PFAS are a group of synthetic chemicals that have gained significant attention due to their widespread presence and their potential adverse effects on human and environmental health. PFAS are considered harmful chemicals due to their persistence, bioaccumulation, toxicity, and widespread contamination. Identifying PFAS and understanding their presence and behaviour in the environment is a crucial step in protecting the environment, and human health. However, PFAS are complex and diverse, posing a challenge in developing a standardized method for their detection and identification. Additionally, new PFAS that are not well characterised or understood are being synthesized and introduced in the environment and when released they have the potential to transform which makes it even more challenging to identify them.

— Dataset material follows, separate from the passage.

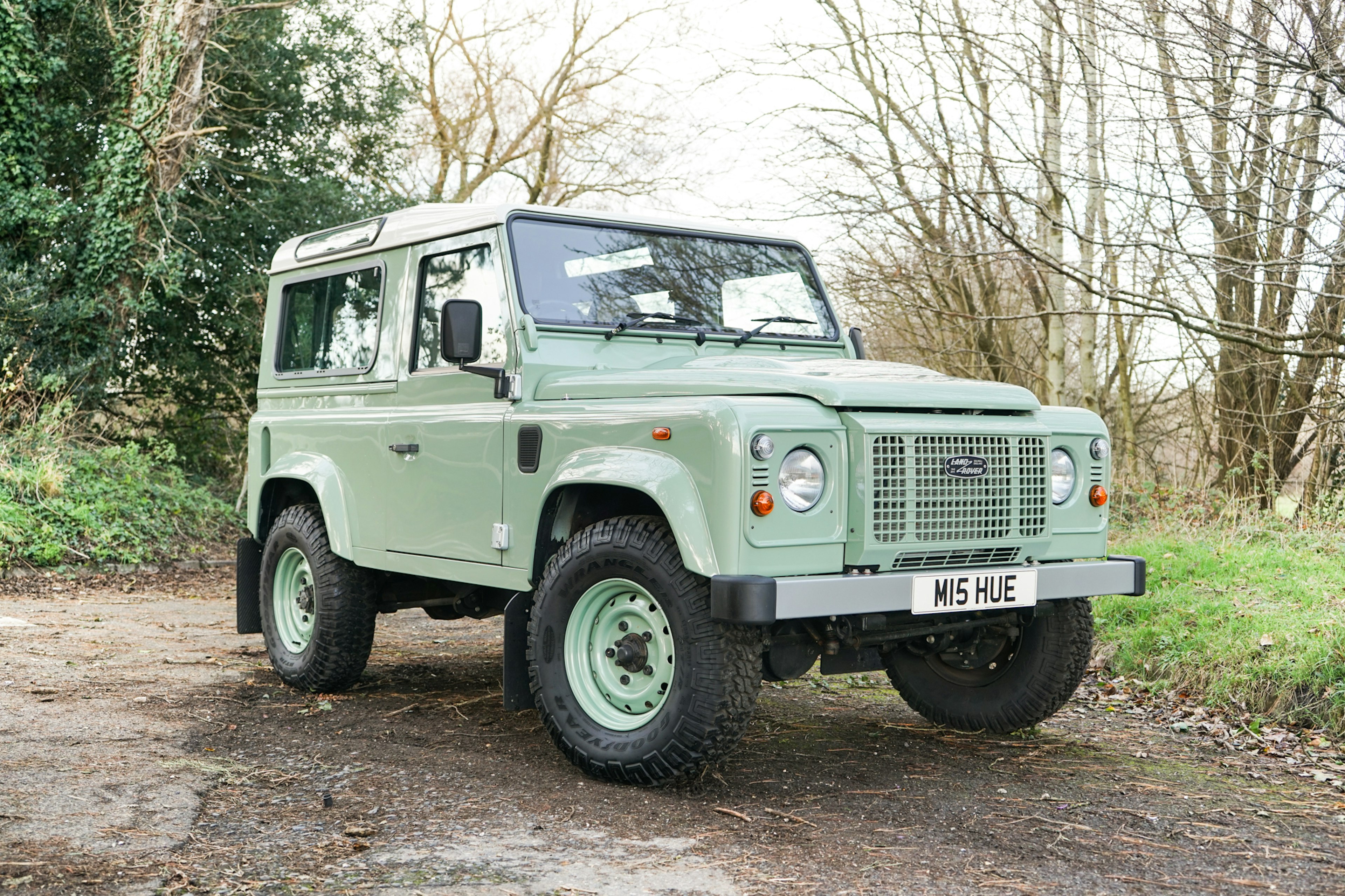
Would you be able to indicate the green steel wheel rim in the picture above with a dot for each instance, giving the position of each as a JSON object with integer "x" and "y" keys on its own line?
{"x": 616, "y": 631}
{"x": 294, "y": 598}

To address this challenge, machine learning models are being developed to predict if a compound and its fragments are PFAS related. The data used for this comes from the MassBank database which is a record that contains some of the known PFAS. There are a few challenges with this data: the data is limited in the amount of PFAS spectra it has, the diversity of PFAS compounds is limited, and although the data comes from actual measurements, the compound mass is not actually measured. To address these issues, a synthetic measured mass is derived, and from the compound measured mass, several Kendrick mass defects (KMD) are calculated. Furthermore, instead of using the fragments as features, the loss values are used. To make the data more balanced and better distributed for the model several steps are taken, such as adding a weight term to individual data, stratifying the data into specific cross-validation strata, and bootstrapping techniques on distinct compounds with low representation are performed so that the model can maximize on the limited data.
Two distinct models have been developed: model 1 aims to classify compounds into specific classes, while model 2 focuses only on identifying compounds of interest.